Friday, May 2, 2008

Bringing In A New Life

A special thing happened today. It was unexpected for me. I didn't expect to have another "ranchy" post for you until next week. I expected to sit at the sewing machine repairing ripped Wranglers and shirts while watching movies much of the day as it snowed outside. Yes, for those of you outside of Wyoming it was snowing this morning and only 28 degrees at 10am. The Prairie Daddy went to town for a meeting mid-morning and before he left he let me know that there was a heifer that was calving.

Now we're not calving right now, so it was a surprise to me that a heifer was calving. Plus we don't calve the heifers here; they have their babes at Dad's place. Then I remembered that one of the neighbors bulls had a little fun with three of our little girls. Dang men. So, here we are, calving a heifer with an illegitimate calf. : )

The Prairie Daddy called me and The Prairie Kid on his way home and invited us to come along if they needed to pull the calf. Of course we wanted to go! So shortly after all three of us loaded up and headed to the barn.

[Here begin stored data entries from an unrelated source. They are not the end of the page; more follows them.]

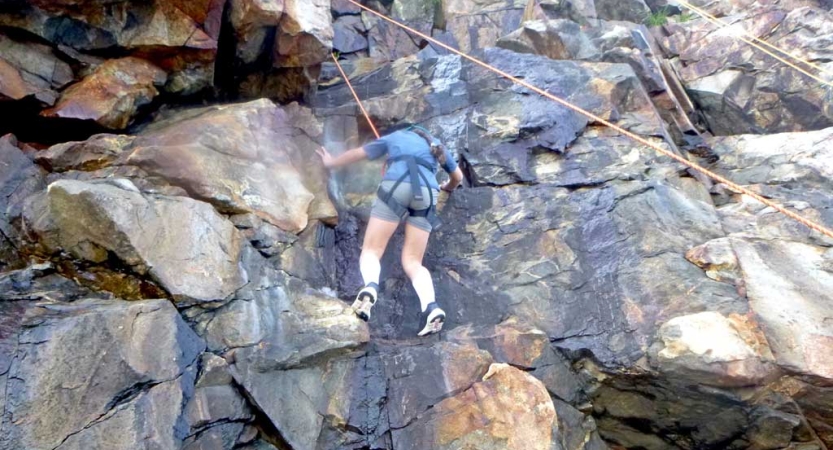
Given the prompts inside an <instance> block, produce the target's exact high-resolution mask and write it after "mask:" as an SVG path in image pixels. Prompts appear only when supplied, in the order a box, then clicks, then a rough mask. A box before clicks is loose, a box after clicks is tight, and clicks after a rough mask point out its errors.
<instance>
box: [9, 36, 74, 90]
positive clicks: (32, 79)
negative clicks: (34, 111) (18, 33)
mask: <svg viewBox="0 0 833 450" xmlns="http://www.w3.org/2000/svg"><path fill="white" fill-rule="evenodd" d="M73 78H74V74H73V72H72V68H71V67H70V66H69V64H67V63H66V62H64V61H63V60H61V59H60V58H59V57H58V56H57V55H55V53H54V52H53V51H52V49H50V48H49V47H48V46H46V45H43V44H34V43H26V42H19V41H16V40H14V39H12V38H10V37H7V36H5V35H0V98H4V97H5V98H7V99H11V100H20V99H23V98H25V97H28V96H34V97H35V98H36V99H38V100H39V101H41V102H43V103H45V104H48V105H51V104H53V103H55V100H57V98H58V93H57V92H56V91H57V90H58V89H60V88H62V87H64V86H65V85H67V84H68V83H70V82H72V80H73Z"/></svg>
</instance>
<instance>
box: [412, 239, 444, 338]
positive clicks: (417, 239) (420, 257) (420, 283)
mask: <svg viewBox="0 0 833 450" xmlns="http://www.w3.org/2000/svg"><path fill="white" fill-rule="evenodd" d="M430 235H431V233H429V232H427V231H425V230H421V229H419V228H417V227H415V226H413V225H410V224H408V225H407V226H406V227H405V246H404V247H403V248H402V268H404V269H405V273H407V274H408V278H410V279H411V284H413V286H414V290H415V291H416V292H417V296H419V303H420V306H421V308H420V309H421V310H422V314H420V319H419V320H420V323H419V330H420V331H419V332H418V333H417V335H418V336H426V335H429V334H432V333H437V332H439V331H440V330H442V328H443V323H444V322H445V311H443V310H442V308H440V307H439V305H437V303H436V302H435V299H434V282H433V281H432V280H431V273H430V272H428V269H426V268H425V266H423V265H422V258H423V256H425V247H427V246H428V237H429V236H430Z"/></svg>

I captured the event on my new video camera. I even got it downloaded and ready to show you on this post! I am pretty excited that this is my "video posting debut!"

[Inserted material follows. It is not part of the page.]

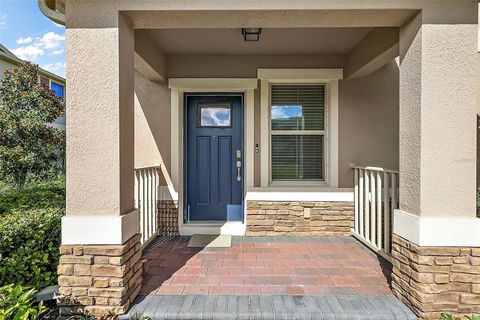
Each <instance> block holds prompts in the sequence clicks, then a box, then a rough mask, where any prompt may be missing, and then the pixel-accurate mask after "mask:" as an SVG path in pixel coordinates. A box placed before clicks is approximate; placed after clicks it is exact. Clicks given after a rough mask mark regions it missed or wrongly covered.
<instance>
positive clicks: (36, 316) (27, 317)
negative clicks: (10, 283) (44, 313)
mask: <svg viewBox="0 0 480 320" xmlns="http://www.w3.org/2000/svg"><path fill="white" fill-rule="evenodd" d="M35 294H36V290H35V289H28V288H23V287H22V286H19V285H16V286H14V285H7V286H3V287H0V320H31V319H32V320H33V319H37V317H38V316H39V315H40V314H42V313H43V312H45V311H46V310H47V308H46V307H45V306H43V304H42V303H41V302H40V303H38V304H36V303H35V302H34V301H33V297H34V295H35Z"/></svg>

But before you watch I need to give another "Option Out." THIS IS REALLY GRAPHIC and it might not be something everyone wants to watch. There are 4 clips. If you're not wanting to see two men help pull a baby calf out of a bawling heifer then feel free to skip to the last two'll enjoy the end result without the graphics. Otherwise, enjoy this amazing (but graphic) post. Please note: we love our animals and give them the utmost care. This heifer and her calf were unable to finish the laboring process without help. Having to pull this calf may look painful and mean, however this intervention potentially saved two lives. Also, we are careful to select bulls for heifers that will not have calves too big for heifers to handle. Many of our heifers do not need help calving. But remember, we didn't ask this bull to have his way with this heifer!

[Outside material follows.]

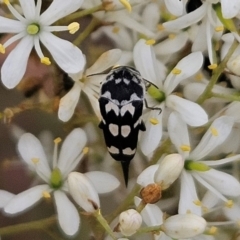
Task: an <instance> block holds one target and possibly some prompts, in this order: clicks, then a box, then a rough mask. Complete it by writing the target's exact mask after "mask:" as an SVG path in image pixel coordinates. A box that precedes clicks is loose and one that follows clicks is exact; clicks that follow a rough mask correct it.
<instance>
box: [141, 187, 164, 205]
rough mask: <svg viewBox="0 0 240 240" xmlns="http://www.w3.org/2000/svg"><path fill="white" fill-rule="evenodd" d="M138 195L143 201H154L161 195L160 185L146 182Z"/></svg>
mask: <svg viewBox="0 0 240 240" xmlns="http://www.w3.org/2000/svg"><path fill="white" fill-rule="evenodd" d="M140 195H141V197H142V199H143V201H144V202H145V203H151V204H153V203H156V202H157V201H159V199H160V198H161V196H162V191H161V186H159V185H158V184H156V183H152V184H148V185H147V186H146V187H144V188H142V190H141V192H140Z"/></svg>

In this first clip The Prairie Daddy, who became The Calf-Pulling Ranch Vet, has managed to get inside and find the calf's front feet. He has gotten chains around them to have a grip and leverage on their pulling. They work with the heifer in her pushes, however this heifer wasn't pushing much at all so they just had to work without her cooperation. This is the "cow version" of helping a mommy get her babe out . It would be comparable to an o.b. using a vacuum to help a human mommy.

Now after the calf started to slide out it obviously got to a point where it got a little "stuck" and my brother-in-law got the calf turned a bit to help. This second clip shows the quick exit of the calf. I am warning you, as you pull a calf out when the mommy is standing up, it does quickly drop and it will hit the cement floor. The first time I saw this I just about fainted and cried. It is tough to see but it doesn't hurt the calf believe it or not.

This third clip is the trauma a 2 1/2 year old felt as 3 adults hushed him and were intently focused on a heifer for a while. He wasn't too sure about this.

But all ended up well and Mama and New Baby will soon get things figured out. And you'll see they already had visitors come and congratulate them!

I couldn't resist sharing this great surprise with you today. And I did manage to get the sewing done, one movie viewed, this posted, a cat nap, and some time with the family!


Camiwood said...

A big hello from an Ohio girl, I just came across your blog and I love it! I look forward to reading more about your 'prairie' life!

diana said...

Every time I see a calf being pulled, I just thank God that I am not a cow. I say the same thing when I see a cow being Aied. There are just some places an arm or two should never go.....

Amanda said...

Hey friend

Thanks for the ranch video. I love the baby calves and miss so much being home on the farm with all the babies. If we lived closer, you'd get tired of me hanging around living my ranching/farming life vicariously through you.